Kleiber does not quite vitiate the repetitious effect of the rest of the first movement; the responsibility for that rests with the composer, and all the help in the world may not be help enough. But Schubert closes the movement memorably, with something he had learned from Beethoven, reducing the opening sinking theme into moaning figures repeated again and again by various instruments and instrument choirs, high and low. Kleiber makes the music swing slowly, the repetitions flowing in and out of one another, without pressure but with the inevitability of a flywheel of enormous weight. A Romantic image of depletion—and after several hammer-stroke chords have shut it down, one almost feels the motion continuing in the silence. Symphony first movements often aren’t intended to end too conclusively. There are more movements to come (in this case, only one).

The second movement also ends with a passage that “liquidates” its first theme, though in a very different way. The first violins in this passage remind me of a great silent crane dropping the remnants of the theme into astonishing tonal slots with perfect precision. Nothing is silent, of course, and in Kleiber’s performance the effect is, once again, altogether humane, not mechanical—tender, in fact; but I cannot get the crane out of my mind.

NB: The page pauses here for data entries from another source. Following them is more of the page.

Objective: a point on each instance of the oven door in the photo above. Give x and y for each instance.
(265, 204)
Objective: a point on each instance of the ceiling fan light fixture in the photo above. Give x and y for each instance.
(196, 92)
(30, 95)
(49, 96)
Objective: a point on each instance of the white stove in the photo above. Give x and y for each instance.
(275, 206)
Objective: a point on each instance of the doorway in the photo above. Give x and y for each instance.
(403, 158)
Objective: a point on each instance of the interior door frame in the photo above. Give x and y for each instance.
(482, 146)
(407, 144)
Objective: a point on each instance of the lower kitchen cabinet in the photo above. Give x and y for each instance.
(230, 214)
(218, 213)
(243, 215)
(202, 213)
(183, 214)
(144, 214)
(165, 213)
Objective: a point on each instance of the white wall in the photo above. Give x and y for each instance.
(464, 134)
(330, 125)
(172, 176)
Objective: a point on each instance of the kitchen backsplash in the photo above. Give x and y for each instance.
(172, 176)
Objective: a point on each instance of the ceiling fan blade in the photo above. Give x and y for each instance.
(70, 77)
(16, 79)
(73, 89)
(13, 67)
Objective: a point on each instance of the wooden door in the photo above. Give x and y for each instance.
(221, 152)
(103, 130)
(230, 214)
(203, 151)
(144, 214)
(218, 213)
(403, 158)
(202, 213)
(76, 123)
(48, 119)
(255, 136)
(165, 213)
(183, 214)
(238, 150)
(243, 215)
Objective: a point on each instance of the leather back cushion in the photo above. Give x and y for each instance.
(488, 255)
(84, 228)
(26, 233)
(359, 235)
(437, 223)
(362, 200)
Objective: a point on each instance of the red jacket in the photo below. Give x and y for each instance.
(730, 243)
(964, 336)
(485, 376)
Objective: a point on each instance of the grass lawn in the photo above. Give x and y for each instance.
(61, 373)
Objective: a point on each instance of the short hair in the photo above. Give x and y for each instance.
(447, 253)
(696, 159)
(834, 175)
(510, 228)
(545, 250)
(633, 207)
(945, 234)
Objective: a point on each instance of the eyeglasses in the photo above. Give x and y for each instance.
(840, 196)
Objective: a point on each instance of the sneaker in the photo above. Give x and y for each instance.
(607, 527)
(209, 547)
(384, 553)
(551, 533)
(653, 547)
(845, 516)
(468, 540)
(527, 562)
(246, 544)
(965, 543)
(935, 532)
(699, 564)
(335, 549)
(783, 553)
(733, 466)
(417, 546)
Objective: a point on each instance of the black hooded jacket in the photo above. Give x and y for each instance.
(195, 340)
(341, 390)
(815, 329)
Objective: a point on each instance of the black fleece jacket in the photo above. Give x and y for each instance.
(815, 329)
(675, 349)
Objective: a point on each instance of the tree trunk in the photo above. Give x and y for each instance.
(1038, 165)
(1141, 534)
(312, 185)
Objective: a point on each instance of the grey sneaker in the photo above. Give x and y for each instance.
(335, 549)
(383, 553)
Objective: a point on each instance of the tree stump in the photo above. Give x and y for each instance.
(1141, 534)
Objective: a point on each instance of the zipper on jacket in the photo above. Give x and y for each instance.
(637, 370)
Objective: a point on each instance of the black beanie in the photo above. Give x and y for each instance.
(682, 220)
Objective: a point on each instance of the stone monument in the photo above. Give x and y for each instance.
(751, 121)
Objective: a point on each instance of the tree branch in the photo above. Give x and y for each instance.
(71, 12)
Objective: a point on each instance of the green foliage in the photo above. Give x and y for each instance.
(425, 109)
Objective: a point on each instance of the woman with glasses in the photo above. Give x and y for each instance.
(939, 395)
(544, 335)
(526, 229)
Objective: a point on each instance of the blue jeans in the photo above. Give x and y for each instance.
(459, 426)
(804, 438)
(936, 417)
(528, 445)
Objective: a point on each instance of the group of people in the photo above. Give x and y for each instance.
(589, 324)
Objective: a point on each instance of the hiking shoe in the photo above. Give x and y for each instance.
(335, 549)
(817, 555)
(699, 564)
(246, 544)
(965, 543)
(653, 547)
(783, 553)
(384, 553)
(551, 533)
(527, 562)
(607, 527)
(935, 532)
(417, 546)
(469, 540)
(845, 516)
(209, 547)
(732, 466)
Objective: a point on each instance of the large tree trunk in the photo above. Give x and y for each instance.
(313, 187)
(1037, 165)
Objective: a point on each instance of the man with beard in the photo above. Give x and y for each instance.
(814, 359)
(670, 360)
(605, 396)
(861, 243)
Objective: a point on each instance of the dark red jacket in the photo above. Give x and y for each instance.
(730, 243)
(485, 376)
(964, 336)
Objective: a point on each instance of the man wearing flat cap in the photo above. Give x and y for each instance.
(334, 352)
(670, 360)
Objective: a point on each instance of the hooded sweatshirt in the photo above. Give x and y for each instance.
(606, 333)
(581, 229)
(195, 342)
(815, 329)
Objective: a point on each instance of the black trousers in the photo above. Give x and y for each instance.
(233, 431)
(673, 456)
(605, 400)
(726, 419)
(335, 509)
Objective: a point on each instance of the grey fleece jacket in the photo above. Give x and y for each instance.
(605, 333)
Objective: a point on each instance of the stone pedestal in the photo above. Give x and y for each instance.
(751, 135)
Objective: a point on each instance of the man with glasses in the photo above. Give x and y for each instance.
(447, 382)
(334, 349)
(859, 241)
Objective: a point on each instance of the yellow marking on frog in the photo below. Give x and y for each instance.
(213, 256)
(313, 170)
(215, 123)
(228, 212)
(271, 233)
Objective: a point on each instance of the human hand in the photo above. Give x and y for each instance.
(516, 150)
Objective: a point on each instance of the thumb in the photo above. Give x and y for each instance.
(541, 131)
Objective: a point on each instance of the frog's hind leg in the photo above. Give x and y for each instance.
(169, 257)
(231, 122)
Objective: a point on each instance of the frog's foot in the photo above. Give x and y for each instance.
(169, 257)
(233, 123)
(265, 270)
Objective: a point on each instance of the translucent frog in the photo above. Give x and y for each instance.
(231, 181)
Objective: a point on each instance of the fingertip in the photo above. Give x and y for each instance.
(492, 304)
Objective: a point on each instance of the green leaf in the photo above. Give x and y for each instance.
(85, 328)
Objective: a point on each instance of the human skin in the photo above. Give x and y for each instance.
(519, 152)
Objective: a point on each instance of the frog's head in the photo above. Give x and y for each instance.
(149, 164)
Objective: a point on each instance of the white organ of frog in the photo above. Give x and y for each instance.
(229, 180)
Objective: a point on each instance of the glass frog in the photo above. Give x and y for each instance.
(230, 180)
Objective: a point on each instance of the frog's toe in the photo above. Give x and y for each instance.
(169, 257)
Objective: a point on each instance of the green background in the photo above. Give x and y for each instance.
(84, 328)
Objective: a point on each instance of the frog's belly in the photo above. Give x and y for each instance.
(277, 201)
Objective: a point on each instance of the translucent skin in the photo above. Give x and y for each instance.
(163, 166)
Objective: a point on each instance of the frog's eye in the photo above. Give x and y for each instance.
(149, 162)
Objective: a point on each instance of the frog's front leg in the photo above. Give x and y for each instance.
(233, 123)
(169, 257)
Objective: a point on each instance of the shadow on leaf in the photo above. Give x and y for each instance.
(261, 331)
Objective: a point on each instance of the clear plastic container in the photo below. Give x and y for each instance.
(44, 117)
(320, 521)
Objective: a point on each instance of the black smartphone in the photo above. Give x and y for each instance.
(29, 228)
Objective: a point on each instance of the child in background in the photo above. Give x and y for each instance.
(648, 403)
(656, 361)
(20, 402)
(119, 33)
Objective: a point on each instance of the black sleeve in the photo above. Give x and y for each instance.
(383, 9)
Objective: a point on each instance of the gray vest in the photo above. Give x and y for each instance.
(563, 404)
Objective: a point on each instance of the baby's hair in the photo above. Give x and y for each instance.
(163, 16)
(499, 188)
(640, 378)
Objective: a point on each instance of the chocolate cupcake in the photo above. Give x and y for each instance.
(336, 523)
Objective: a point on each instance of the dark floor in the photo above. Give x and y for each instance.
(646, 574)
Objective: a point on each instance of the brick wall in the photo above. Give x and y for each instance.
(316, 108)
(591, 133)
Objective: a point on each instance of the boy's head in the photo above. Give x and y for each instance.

The most routine of my metaphors, flow, owes whatever force it has to the image of smooth, inevitable, yet spontaneous forward motion, which is itself a metaphor for life (and among Schubert’s many brooks, even the sad ones have their life-affirming currents). Kleiber made authorized recordings of only four operas in his whole career, one of which he disowned—others were issued on obscure labels—yet he recorded Die Fledermaus twice, in 1975 and 1986 (live). The music of Johann Strauss has real sparkle, without much in the way of propulsive energy, and an operetta is a long time to keep sparkling—a good deal longer than the typical set of five waltzes placed end to end in “The Blue Danube” or “Tales from the Vienna Woods.” Strauss keeps up interest by means of many canny changes of tempo, meter, and rhythm (fast to less fast, waltz time to polka time, upbeat rhythms to downbeat rhythms, and so on). Kleiber’s “fluid sense of phrase…the naturalness of transitions, the play of relaxation and tension, the push, pull and sweep,” in the words of Will Crutchfield, are a special delight in this music, the source of the sheer verve of the performances as a whole.4

This Vienna-born, Buenos Aires– raised musician had a weakness for the popular music of his birthplace, evident when he conducted the Vienna New Year’s Day Concert twice, in 1989 and 1992, at a time when his reclusiveness had already set in. These treacly events had never heard the like since Willi Boskovsky and have certainly never heard the like since. Kleiber’s concerts were recorded live on Sony and remain in print, the second even more brilliant than the first.